That’s why MP is being held hostage at Buckingham Palace today


After the fallout from the local elections, attention now turns to the Queen’s speech as Prime Minister Boris Johnson outlines his legislative agenda for the coming year.

It will be the Queen’s first major public appearance since the death of her husband, the Duke of Edinburgh, at the age of 99 last month.

The Queen, 95, continues her work as Sovereign at Windsor Castle as she mourns the loss of her beloved husband of 73 years.

25 bills will be unveiled in Her Majesty’s speech on asylum reforms, police and

The Queen marks the start of the parliamentary session by delivering the Queen’s Speech, which sets out the government’s legislative plans.

The official opening of Parliament is usually the most colorful event of the parliamentary year and is steeped in traditions and customs dating back centuries.

This year, in the midst of the coronavirus pandemic, it will be a fairly calm affair compared to usual traditions.

The Queen will wear a day dress and hat rather than the traditional dresses and a crown when only 100 people will be in attendance.

There would typically be 600 in the Lords, but this has been scaled back to maintain social distancing guidelines with just a small number of MPs in upper chambers to hear the Queen’s Speech.

Her Majesty will arrive by car rather than by horse-drawn carriage.

But perhaps the strangest tradition will continue while the Queen is in Westminster.
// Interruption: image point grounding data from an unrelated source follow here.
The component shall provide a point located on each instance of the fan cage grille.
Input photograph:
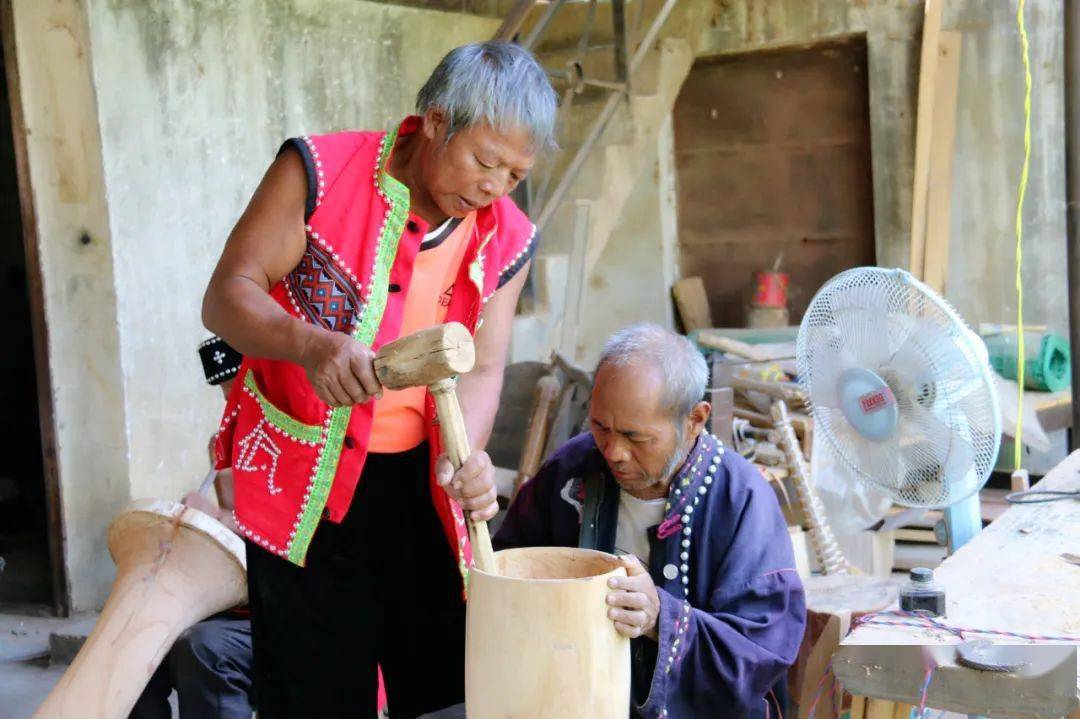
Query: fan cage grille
(948, 432)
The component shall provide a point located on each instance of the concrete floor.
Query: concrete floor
(25, 684)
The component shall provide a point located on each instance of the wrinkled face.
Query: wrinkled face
(636, 436)
(477, 166)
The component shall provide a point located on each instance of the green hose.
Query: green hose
(1047, 369)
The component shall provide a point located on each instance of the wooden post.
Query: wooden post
(934, 271)
(543, 399)
(923, 130)
(451, 428)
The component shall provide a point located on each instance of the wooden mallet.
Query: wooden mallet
(433, 357)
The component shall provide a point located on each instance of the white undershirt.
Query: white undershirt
(635, 517)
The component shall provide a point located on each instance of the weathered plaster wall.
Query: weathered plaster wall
(988, 147)
(633, 277)
(194, 97)
(53, 49)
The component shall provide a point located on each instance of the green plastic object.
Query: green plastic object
(1047, 360)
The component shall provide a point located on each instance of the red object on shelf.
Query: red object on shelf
(770, 288)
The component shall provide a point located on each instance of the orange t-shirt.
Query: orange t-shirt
(397, 425)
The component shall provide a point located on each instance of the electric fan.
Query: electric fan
(901, 390)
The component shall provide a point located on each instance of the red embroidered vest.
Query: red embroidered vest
(294, 459)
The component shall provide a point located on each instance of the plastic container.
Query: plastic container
(921, 595)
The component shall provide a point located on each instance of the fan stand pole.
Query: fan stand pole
(962, 521)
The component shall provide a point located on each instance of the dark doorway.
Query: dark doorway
(773, 157)
(26, 554)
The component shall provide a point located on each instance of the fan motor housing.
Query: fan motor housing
(868, 403)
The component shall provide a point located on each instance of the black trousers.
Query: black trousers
(380, 588)
(211, 668)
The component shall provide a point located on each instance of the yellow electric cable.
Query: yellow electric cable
(1017, 452)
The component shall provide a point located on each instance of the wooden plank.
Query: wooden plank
(57, 532)
(1010, 578)
(692, 303)
(940, 201)
(923, 132)
(720, 421)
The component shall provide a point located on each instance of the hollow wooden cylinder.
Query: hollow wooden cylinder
(175, 567)
(539, 641)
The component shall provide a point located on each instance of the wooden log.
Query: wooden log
(543, 401)
(451, 429)
(539, 641)
(1009, 578)
(714, 340)
(786, 391)
(175, 567)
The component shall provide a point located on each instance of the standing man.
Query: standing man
(713, 605)
(353, 518)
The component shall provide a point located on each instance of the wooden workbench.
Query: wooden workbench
(1011, 578)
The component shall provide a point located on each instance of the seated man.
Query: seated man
(716, 619)
(210, 665)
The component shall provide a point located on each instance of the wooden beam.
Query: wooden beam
(1010, 578)
(28, 217)
(512, 23)
(692, 303)
(940, 187)
(923, 130)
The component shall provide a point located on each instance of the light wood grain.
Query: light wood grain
(940, 182)
(543, 401)
(175, 567)
(1009, 578)
(539, 641)
(716, 341)
(451, 428)
(426, 356)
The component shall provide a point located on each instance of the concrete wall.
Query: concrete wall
(633, 279)
(192, 99)
(76, 247)
(988, 136)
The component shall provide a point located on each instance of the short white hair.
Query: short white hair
(684, 368)
(500, 83)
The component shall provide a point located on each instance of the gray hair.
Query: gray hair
(499, 83)
(684, 368)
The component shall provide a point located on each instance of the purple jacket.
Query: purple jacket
(731, 606)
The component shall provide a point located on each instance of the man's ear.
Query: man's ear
(698, 418)
(434, 124)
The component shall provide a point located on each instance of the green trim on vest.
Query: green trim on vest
(396, 197)
(288, 425)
In an old tradition, an MP is to be held hostage in Buckingham Place while the Queen is busy in Westminster to ensure her safe return.

Before the monarch leaves Buckingham Palace, the monarch keeps a prisoner hostage (usually the vice chamberlain) for the duration of the ceremony.

Hostage this year is Tory MP Marcus Jones who will be entertained until the Queen’s safe return.

Although Mr. Jones will remain under surveillance, imprisonment is now purely ceremonial.

The tradition began in 1649 when Charles I, who had a strained relationship with Parliament, was finally beheaded during the Civil War between the monarchy and Parliament.

In the absence of Prince Philip, the Prince of Wales and Duchess of Cornwall will join the Queen in the event, but there will be no cars, and the Queen, in day dress and hat, will visit from Buckingham Palace to Westminster Palace by car.

Charles has been by his mother’s side for the last three state openings – in December 2019, October 2019 and June 2017.

He intervened for his father Philip in 2017 after the Duke fell ill with an infection, two months before retiring from public service.